# Salt Fork help...



## bigcatty (Jun 4, 2010)

I am taking a trip to salt fork next week hoping to catch some big flats. I have never been to Salt Fork before and was wondering where to catch some flatheads??​


----------



## ducky152000 (Jul 20, 2005)

most flathead anglers arent going to tell you where to fish, it took us a long time to figure flatheads out, and alot of work, I will give you a hint get a map find water less than 8 ft deep and look for points that go out close to the creek channels and wait! If you do get one kiss it and take a pic then set it free, Good luck.


----------



## AkronCATS (Nov 5, 2008)

I would try the spot near the tree with the branch.


----------



## ducky152000 (Jul 20, 2005)

AkronCATS said:


> I would try the spot near the tree with the branch.


lol That is a great spot


----------



## catfish_hunter (May 31, 2005)

Actually the spot near the TWO trees is a much better spot!!!

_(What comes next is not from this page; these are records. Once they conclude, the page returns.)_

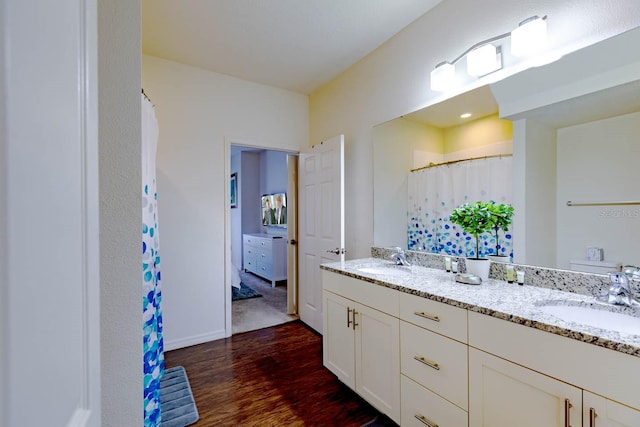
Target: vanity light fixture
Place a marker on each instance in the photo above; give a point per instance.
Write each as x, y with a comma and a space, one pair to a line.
485, 57
484, 60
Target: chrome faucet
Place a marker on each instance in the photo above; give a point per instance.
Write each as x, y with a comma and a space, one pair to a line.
620, 290
399, 256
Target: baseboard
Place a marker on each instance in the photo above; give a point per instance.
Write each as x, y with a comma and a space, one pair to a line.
193, 340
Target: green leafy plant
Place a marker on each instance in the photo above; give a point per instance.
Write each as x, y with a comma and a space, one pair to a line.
473, 218
501, 215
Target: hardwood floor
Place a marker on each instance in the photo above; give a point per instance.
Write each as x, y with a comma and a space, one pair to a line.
269, 377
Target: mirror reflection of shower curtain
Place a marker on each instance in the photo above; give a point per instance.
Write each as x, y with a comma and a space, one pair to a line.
153, 347
434, 192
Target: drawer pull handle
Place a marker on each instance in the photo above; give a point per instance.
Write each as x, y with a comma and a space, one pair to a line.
427, 316
426, 421
354, 319
592, 417
567, 413
427, 362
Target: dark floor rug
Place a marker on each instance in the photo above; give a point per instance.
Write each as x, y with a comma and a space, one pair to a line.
177, 407
244, 292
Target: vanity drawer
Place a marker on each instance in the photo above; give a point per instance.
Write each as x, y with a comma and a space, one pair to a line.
418, 402
436, 362
435, 316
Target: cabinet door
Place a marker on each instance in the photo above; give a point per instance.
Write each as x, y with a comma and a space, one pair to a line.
378, 360
338, 345
503, 394
601, 412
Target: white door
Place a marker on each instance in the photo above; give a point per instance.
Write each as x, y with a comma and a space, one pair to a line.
321, 222
601, 412
49, 235
292, 234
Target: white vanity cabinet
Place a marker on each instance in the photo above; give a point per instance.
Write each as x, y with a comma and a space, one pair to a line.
526, 377
265, 255
503, 394
433, 363
361, 339
427, 363
600, 412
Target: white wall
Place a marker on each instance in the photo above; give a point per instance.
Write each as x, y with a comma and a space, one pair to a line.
599, 162
120, 212
534, 193
394, 79
196, 111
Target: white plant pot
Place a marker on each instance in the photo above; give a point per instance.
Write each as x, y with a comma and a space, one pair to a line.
499, 258
479, 267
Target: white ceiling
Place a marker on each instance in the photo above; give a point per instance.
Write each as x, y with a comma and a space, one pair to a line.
292, 44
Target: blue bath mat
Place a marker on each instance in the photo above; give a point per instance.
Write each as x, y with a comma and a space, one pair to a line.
177, 406
244, 292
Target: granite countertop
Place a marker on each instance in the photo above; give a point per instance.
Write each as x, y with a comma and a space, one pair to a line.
497, 298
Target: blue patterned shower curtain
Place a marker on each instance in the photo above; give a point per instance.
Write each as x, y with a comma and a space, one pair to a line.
152, 343
434, 193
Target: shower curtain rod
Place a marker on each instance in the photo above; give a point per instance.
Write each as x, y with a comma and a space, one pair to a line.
433, 165
631, 203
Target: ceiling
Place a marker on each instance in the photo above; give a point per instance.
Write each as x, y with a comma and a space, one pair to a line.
296, 45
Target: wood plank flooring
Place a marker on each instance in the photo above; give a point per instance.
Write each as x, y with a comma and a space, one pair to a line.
269, 377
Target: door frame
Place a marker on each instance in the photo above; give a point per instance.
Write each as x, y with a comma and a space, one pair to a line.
230, 140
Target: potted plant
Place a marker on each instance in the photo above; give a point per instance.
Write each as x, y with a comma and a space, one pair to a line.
474, 219
501, 215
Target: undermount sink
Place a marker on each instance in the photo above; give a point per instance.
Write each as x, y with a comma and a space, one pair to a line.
386, 270
625, 320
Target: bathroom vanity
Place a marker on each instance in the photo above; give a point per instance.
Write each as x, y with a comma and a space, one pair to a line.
426, 350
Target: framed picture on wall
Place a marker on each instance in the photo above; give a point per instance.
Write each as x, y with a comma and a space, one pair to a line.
234, 190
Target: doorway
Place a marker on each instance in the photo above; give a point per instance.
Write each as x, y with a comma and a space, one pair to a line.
260, 217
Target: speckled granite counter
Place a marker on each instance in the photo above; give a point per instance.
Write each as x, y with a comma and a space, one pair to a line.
497, 298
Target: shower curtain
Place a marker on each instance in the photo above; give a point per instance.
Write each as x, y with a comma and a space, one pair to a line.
153, 348
434, 193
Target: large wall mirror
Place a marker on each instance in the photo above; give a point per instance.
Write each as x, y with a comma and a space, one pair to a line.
573, 129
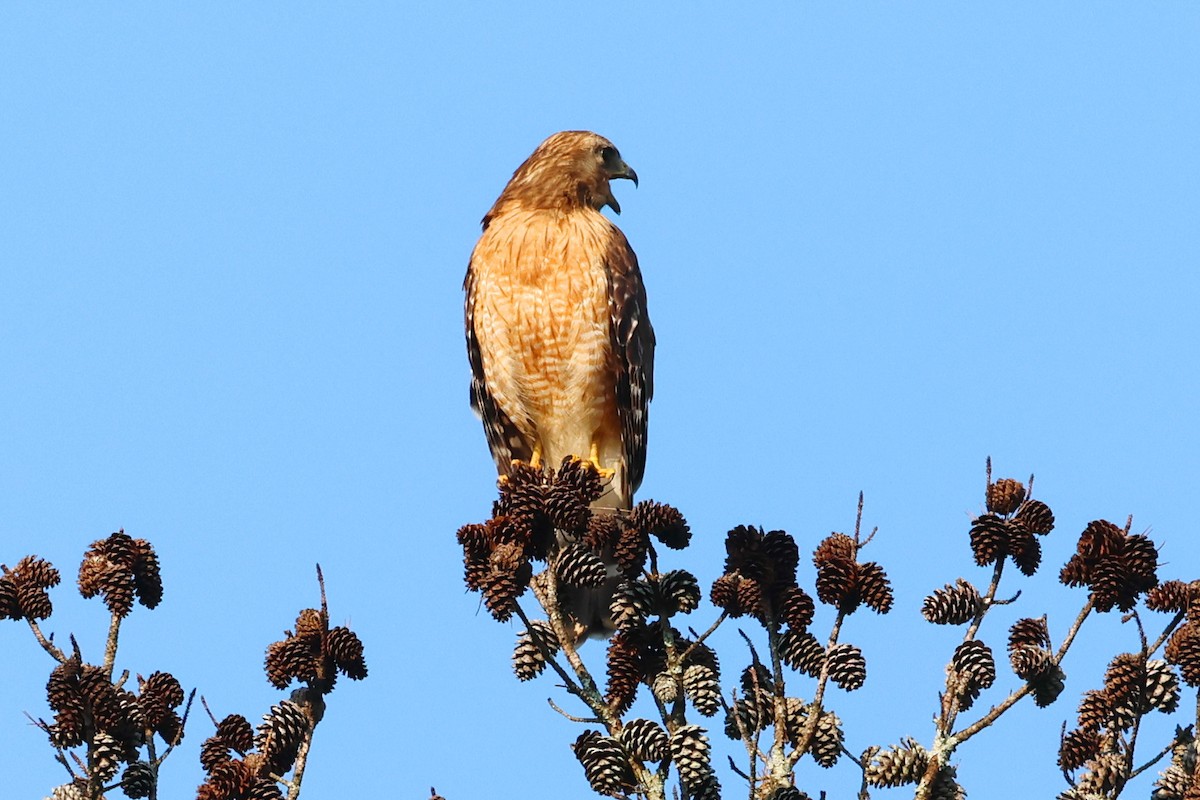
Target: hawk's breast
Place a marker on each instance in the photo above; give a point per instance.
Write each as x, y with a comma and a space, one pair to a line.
541, 316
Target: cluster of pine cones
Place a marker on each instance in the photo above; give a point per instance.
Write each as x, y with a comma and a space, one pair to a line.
545, 516
113, 722
270, 751
239, 763
315, 653
89, 709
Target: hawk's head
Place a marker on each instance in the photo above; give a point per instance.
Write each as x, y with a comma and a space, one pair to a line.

Like Brock said, go to saltfork outdoors and buy a map of the lake, find the old creek channel and fish near it...in shallow water


----------



## ducky152000 (Jul 20, 2005)

Chuck i told you not to tell


----------



## bigcatty (Jun 4, 2010)

Thanks for all the help. I went to salt fork outdoors and got a map... and started to fish until it got too cold and i went home. Didn't catch anything tho, maybe next time.


----------



## AkronCATS (Nov 5, 2008)

It took me 4 nights to get my first flathead this year. Keep at it.


----------



## catfish_hunter (May 31, 2005)

Flathead fishing takes ALOT of patience...If you put in the time and fish the areas that have been suggested you will land one eventually


----------